Hulpvragen bij het ontwerpen

Hulpvragen bij het ontwerpen: informatie over de ‘V’s

De vragen hieronder kunnen je denken op weg helpen. Je kunt zelf vast nog meer vergelijkbare vragen bedenken die voor jouw ontwerp belangrijk zijn.

VOEDING

Hoe vindt het dier zijn voedsel?
Sommige dieren vinden hun voedsel door de vorm of kleur te herkennen. Bijen vinden bijvoorbeeld de juiste bloem doordat ze kleuren kunnen zien, zelfs meer dan wij. Andere dieren vinden hun voedsel op de geur of door te voelen. Varkens en mollen hebben bijvoorbeeld een gevoelige snuit waarmee ze voelen en ruiken tegelijk. Als er niet zoveel voedsel is, moeten dieren soms van de ene plek naar de andere trekken. Dat betekent dat er ook geen nest kan zijn en dat jonge dieren meteen mee moeten lopen. Als het dier het voedsel heeft herkend moet hij het ook nog kunnen pakken. Plantenwortels zitten stevig vast, dus daar moet hard aan getrokken worden. Dat kan met de bek of snavel, maar ook met de poten.

Hoe eet het dier zijn voedsel?
Als een dier het voedsel in de bek heeft, kan hij het niet zomaar doorslikken. Plantenwortels zijn taai en daar moet stevig op gekauwd worden. Je hebt dan een sterk gebit nodig met kiezen die niet snijden, maar malen. Vogels die geen gebit hebben gebruiken soms steentjes in hun maag om mee te malen.


VERDEDIGING TEGEN VIJANDEN

Hoe merkt het dier zijn vijanden op?
Ogen, oren en neus worden veel gebruikt. Sommige dieren voelen ook aan de trillingen van de grond als er iets zwaars aankomt. Dieren waarop gejaagd wordt hebben vaak de ogen opzij van de kop. Dieren die in groepen leven waarschuwen elkaar.

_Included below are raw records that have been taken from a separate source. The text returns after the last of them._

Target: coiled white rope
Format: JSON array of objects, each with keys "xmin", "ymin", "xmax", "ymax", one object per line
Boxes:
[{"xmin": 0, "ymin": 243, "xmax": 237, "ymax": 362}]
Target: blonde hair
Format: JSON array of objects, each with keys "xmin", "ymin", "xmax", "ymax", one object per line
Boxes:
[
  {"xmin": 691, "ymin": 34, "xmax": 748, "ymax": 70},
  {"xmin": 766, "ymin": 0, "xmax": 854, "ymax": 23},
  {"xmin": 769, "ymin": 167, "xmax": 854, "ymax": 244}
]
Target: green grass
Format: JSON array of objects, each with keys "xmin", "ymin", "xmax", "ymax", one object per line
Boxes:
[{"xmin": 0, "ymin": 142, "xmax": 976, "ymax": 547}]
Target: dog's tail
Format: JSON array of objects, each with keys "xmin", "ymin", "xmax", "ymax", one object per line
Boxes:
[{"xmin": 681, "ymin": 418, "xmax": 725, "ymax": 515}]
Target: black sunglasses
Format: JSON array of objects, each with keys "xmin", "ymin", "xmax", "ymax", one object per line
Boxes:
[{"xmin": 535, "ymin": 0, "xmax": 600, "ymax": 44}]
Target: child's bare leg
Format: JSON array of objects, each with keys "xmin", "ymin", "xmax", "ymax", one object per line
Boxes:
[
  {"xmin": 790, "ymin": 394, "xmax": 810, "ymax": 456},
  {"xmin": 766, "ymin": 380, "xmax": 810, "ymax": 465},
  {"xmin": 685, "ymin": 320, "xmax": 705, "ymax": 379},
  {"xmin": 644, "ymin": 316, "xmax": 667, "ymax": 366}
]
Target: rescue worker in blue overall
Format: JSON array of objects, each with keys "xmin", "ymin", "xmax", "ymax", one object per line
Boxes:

Hoe zorgt het dier dat het niet wordt opgegeten?
Er zijn veel manieren om te ontsnappen. Snel wegsprinten, in de grond of onder stenen kruipen, een stevig schild of pantser, stekels, afschrikken door geuren, kleuren of geluiden, schutkleur, vies smaken in het water springen etc. Dieren die in groepen leven kunnen ook elkaar beschermen. Roofdieren vinden het moeilijk een hele groep aan te vallen.


VERDEDIGING TEGEN INVLOEDEN VAN DE OMGEVING 

Hoe overleeft het dier in een droge steppe met hete zomers en koude winters?
De gevaren zijn dus droogte, koude en hitte. ‘s nachts is het koeler en vochtiger, daarom zijn dieren in droge hete streken vaak nachtdieren. Een andere manier is onder de grond leven. In de winter wegtrekken of een winterslaap houden is een manier om de kou te overleven. Andere dieren zorgen ervoor dat ze een dikke vacht krijgen of kruipen met zijn allen bij elkaar.

VOORTPLANTING

Hoe vindt het dier een partner?
Dieren moeten elkaar ergens aan herkennen. Dat kan geluid zijn of een geur, een bepaalde kleur of een verschil in bouw tussen mannetjes en wijfjes. Meestal is er een bepaalde tijd in het jaar dat er paringen plaatsvinden. Bij sommige dieren is er een territorium. Daarmee zorgt een dier ervoor dat er genoeg voedsel is voor zijn jongen.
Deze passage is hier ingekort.